Eventi
Il 1974 e l’orrore di San Remo
L’orrore di Sanremo. Vado a letto sconfortato, confuso, con il mal di testa. Si prefigura un mondo di ritoccati, di rifatti, di anziani residui di magazzino rispolverati e tirati a lucido. Un mondo incanutito, visibilmente ritoccato, che parla d’amore. L’amore, eterno, inseguito, proclamato, indicizzato, tutto l’amore del mondo. In un mondo senza fiori (ma non era il festival dei fiori?), con una scenografia fatta di stagnola, con un rutilante e continuo effetto luci che nemmeno alla sagra dello sgombro. Con gag comiche telefonate, prevedibili, pasticciate. Con il buon Pierfrancesco Favino, che abbiamo nel cuore, ridotto al ruolo di valletta strapagata, a far da intrattenitore. Con il vecchio, consunto Claudio Baglioni, che non sopportavamo già venti anni fa, chiamato a far apparizioni di una noia devastante. Con Fiorello che dovrebbe dare l’entusiasmo, e sembra, ancora e sempre, un intrattenitore da club mediterranee e rimpiange Pippo Baudo. E la povera Michelle Hunziker, definita dai colleghi presentatori “l’elvetica”, che prende presto il controllo della situazione in un festival tutto o quasi declinato al maschile. Eccolo, il paese reale, vecchi tromboni, star che furono – inseguiamo ancora i Pooh? – poche donne, pochissimo under 50. Il segnale è chiaro, la normalizzazione è in atto, la prospettiva è disegnata. La prima serata di Sanremo detta legge, disegna lo scenario futuro. Chi c’è c’è. Non abbiamo altre speranze, in questo paese. Perché Sanremo è Sanremo. Non mancano belle canzoni: rimpiangiamo Lucio Dalla, o rispolveriamo il pop dei Decibel, ci dobbiamo commuovere per Gianni Morandi. Poi ascoltiamo due giganti come Enzo Avitabile e Peppe Servillo ridotti che nemmeno i neomelodici.

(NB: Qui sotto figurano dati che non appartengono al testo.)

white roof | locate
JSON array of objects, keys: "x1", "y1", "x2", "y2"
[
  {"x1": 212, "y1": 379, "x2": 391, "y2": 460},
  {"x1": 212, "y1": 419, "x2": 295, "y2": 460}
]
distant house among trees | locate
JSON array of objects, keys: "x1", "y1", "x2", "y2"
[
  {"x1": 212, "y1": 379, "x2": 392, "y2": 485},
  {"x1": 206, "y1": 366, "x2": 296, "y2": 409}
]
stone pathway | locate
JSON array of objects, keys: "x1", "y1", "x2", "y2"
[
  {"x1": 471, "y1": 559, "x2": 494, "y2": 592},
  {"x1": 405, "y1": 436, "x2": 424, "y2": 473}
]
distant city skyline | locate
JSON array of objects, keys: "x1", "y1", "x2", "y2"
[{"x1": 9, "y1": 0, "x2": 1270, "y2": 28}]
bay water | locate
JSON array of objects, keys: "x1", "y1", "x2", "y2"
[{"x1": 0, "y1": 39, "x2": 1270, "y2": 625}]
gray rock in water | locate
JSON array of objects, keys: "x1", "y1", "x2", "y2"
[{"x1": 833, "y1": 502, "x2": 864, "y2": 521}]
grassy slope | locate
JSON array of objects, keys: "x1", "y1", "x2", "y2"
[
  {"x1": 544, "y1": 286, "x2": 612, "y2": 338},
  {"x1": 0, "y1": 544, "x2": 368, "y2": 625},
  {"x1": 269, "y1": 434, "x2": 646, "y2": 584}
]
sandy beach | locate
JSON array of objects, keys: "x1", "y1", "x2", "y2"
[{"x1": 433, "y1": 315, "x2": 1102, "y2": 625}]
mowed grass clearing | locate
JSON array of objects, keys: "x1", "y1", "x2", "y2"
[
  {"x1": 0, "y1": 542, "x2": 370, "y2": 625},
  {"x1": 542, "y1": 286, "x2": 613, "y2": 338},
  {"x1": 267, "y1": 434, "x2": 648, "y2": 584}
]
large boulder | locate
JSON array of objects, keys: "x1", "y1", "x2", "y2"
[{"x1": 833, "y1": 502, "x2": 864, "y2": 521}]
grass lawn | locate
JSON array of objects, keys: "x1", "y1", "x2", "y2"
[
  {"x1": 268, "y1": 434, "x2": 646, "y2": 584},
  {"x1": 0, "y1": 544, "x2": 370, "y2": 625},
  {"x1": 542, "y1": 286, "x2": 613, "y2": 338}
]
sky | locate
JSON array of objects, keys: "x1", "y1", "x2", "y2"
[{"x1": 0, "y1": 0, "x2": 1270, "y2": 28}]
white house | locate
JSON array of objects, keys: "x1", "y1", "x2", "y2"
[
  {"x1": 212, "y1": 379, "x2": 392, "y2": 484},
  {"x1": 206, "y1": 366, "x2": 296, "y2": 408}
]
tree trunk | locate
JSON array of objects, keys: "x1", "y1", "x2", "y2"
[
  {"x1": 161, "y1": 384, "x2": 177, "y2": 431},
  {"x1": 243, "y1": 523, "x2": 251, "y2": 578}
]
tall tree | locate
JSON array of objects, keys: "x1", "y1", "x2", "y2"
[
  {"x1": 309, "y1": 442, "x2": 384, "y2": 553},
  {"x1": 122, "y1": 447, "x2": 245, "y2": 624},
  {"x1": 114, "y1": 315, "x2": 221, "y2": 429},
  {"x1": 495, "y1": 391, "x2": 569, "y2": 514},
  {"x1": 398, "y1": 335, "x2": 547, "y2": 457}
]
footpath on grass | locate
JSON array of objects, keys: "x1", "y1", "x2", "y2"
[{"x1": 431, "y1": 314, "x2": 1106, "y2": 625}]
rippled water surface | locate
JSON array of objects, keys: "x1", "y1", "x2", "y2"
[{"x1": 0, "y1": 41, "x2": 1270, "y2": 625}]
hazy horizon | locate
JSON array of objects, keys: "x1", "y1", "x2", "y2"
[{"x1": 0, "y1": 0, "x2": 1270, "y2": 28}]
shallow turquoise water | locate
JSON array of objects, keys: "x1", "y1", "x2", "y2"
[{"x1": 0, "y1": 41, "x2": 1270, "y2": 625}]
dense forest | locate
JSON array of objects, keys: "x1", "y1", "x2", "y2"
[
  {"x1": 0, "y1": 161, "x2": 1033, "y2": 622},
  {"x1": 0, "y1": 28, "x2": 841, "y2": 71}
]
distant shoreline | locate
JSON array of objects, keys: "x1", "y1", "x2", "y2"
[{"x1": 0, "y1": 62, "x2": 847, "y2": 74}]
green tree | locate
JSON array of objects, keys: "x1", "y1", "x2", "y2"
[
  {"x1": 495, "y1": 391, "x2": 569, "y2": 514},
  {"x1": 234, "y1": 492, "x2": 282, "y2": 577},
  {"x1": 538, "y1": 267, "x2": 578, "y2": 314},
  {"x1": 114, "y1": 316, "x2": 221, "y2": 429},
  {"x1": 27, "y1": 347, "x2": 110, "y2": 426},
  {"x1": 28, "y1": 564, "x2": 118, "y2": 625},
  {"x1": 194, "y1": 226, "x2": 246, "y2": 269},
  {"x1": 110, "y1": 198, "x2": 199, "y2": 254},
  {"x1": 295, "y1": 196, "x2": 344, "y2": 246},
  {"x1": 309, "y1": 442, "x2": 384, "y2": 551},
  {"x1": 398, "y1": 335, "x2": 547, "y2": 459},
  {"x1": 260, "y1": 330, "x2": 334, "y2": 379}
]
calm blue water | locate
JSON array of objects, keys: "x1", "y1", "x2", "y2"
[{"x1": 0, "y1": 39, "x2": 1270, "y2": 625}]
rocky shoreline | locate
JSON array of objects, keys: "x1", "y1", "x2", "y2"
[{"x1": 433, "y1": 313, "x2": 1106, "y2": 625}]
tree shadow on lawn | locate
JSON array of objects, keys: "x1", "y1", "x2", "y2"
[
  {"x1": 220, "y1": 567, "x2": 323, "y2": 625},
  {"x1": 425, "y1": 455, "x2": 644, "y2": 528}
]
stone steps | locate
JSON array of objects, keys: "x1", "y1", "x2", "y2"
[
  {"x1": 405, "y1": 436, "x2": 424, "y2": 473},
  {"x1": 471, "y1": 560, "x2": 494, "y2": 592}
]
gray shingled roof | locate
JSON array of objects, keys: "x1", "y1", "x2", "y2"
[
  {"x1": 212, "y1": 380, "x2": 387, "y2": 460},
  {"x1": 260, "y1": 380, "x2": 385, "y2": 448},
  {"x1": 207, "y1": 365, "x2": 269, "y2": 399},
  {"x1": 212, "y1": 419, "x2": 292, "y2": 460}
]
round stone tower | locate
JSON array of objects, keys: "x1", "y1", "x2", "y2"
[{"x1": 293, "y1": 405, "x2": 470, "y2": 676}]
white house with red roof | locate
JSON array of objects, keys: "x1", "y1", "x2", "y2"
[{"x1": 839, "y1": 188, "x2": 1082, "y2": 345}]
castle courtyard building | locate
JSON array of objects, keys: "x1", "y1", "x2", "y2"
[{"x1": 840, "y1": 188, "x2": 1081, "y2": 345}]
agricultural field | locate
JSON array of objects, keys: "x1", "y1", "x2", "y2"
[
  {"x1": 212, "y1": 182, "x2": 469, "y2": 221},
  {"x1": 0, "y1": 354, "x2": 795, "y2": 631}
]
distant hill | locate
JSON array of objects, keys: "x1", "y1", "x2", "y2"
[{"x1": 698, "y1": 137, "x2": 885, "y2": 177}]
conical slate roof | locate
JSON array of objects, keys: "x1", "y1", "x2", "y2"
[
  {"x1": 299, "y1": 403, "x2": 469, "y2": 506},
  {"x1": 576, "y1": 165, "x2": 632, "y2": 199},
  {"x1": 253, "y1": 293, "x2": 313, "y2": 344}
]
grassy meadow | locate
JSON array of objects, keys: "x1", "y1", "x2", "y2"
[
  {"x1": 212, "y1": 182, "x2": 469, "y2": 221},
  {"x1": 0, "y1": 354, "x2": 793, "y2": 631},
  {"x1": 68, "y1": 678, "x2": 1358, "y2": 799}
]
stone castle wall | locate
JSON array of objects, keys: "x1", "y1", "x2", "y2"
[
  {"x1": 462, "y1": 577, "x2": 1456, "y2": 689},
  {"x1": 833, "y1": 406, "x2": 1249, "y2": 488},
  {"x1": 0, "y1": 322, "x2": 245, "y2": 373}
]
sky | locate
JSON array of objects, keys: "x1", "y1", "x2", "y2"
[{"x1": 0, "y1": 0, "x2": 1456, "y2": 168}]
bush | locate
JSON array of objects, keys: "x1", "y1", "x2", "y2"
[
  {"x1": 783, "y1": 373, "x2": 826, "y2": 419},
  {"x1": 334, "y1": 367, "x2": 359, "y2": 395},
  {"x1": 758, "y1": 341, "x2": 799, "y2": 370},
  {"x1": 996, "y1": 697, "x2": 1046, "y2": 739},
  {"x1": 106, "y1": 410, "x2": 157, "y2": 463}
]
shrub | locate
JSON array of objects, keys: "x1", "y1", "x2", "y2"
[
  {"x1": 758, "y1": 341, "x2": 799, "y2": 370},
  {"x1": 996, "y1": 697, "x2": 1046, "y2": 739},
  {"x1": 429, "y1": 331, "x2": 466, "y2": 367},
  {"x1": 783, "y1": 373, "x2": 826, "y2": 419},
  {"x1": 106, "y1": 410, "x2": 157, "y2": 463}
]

Infine vdiamo Ornella Vanoni e capiamo. Capiamo tutto, il disegno, il progetto, il complotto. È in atto un complotto. Altrimenti non potremmo spiegarci perché un festival simile. Questa carrellata di anni 80 e 90, di maschilismi e machismi (e masochismi). I pochi che si salvano – Lo Stato Sociale, i declinati Elio e le Storie Tese – potrebbero raccontare storie diverse, attivare altre melodie e altre narrazioni. Ma sono subito ingoiati dalla norma, dalla palude, dal revival.
Cosa resterà di questi anni? Se Sanremo è l’anima sincera del Paese, allora non abbiamo molto da sperare per il futuro. L’amore è là: ed è l’unico o il principale tema di discussione. L’età avanza, il botox imperversa. Masterclass di chirurgia estetica, con risatine impacciate, parole non bene scandite da tutto quella plastica, tutto questo tira e molla di pelle, significati, doppisensi. Il regno del Viagra.
Abbiamo bisogno di essere accuditi, rasserenati, ammorbiditi. Claudio Baglioni, che sembra Silvester Stallone o Lilli Gruber, a seconda delle inquadrature, è il testimonial perfetto. Rimane sempre alla gag di prima, non capisce, non sa dove è né cosa fa. Ironizza su se stesso, come se questo potesse salvarlo. Non è più tempo di autoironie per salvare gente che sta al potere da 40 anni. E tu è del 1974. Sono passati 44 anni. Il Paese è ancora lì? Cosa abbiamo prodotto da allora? E il povero Favino, in questa prima serata emozionato che nemmeno una starlet, a segnare il declino di ogni speranza, come potrà salvare quel po’ di dignità che pure avrebbe dovuto portare in scena? Lui che avrebbe dovuto essere il rappresentante della “cultura delle parole”. Sommerso dalle rutilanti luci, dalle improbabili gag scritte da chissà chi, un attore di livello come lui si limita a pubblicizzare il film di Muccino che lo vede protagonista: cantando Cocciante, Bella senz’anima, altro pezzo del 1974. Tutto è chiaro, tutto è vischiosamente evidente. Il meglio del cinema italiano.
Dobbiamo tornare ad allora? Al ’74? Agli anni bui della strategia della tensione? Moriremo democristiani? Dobbiamo preoccuparci del vero amore? Oppure, semplicemente, siamo assuefatti ai novantenni ritoccati che rimpiangono i bei tempi andati?